〝恋愛禁止ルール〟の起源とは何か――。

 AKB48の岡田奈々(25)が、俳優・猪野広樹(30)との熱愛報道をきっかけに、23日に卒業を発表(時期は未定)したことで、グループが揺れている。

 アイドルに対する恋愛禁止ルールの是非まで問われる事態となっているが、元AKBスタッフA氏は暗黙とも例えられるルールは〝誤解〟からスタートしたと明かす。

「もともと秋元康プロデューサーは『恋愛禁止』と言ったことはない。『日本一のアイドルになるためには日夜努力をしなければならないので、バイトも趣味も恋愛もする余裕はないと思います』と発言したのを、スタッフやメンバーは『絶対的な恋愛禁止』と誤解してしまったんです」

 AKBは2005年に東京・秋葉原を拠点として活動を開始。当時のスタッフも恋愛禁止というルールはない前提で、マネジメントしていた。明確に禁止されていたのはファンやスタッフとの恋愛だ。「公平性や安全性が害されるので、禁止していました」という。

 ただ、恋愛が発覚すると、メンバーによって処分されたり、逆に明確な形で処分がされなかったケースも存在する。運営サイドの一貫性のなさには批判的な声も上がるが、A氏によると総合的に判断していると明かす。

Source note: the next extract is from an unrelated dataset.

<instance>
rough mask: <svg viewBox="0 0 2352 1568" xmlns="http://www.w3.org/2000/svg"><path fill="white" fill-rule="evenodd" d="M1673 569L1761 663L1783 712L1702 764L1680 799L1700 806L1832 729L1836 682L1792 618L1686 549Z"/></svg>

「ファンと付き合っていたり、振り付けも覚えずにデートしていたり、夜な夜な酒場に繰り出しているメンバーと、普段はまじめに練習しているメンバーでは同じ恋愛問題でも異なります。そんなことを総合的に判断して処分していました。だから一貫性がないのは当たり前なんです。でも、そんな内部事情までは発表できないですからね」

 A氏が在籍した時代は〝解雇処分〟相当と判断されたケースでも、今後の人生への影響を考慮してマネジメントのトップが「解雇でなく卒業として扱ってあげるように」と伝えることもあった。

 岡田についても、運営サイドは「卒業する必要はない」と慰留したことが明らかになっているが、これも「岡田さんに素行不良はなかったんだと思います」とA氏は言う。たしかに岡田は仕事への取り組み方を含め、模範的なメンバーとして周囲の評価が高い。

 岡田を知る芸能関係者の話。

「2017年の選抜総選挙では、スキャンダルをネタにするメンバーを批判。『まじめにやってる人が報われるようにしたい』『48グループの風紀委員長を目指して頑張りたい』と誓った。それは、その総選挙で、結婚宣言した当時NMB48の須藤凜々花さんを糾弾した形だった。しかし、その自分が恋愛してしまったことへのけじめで、卒業を決めたんだと思います」

 猪野は24日に自身のインスタグラムで謝罪したが、今後もアイドルの熱愛問題は議論を呼びそうだ。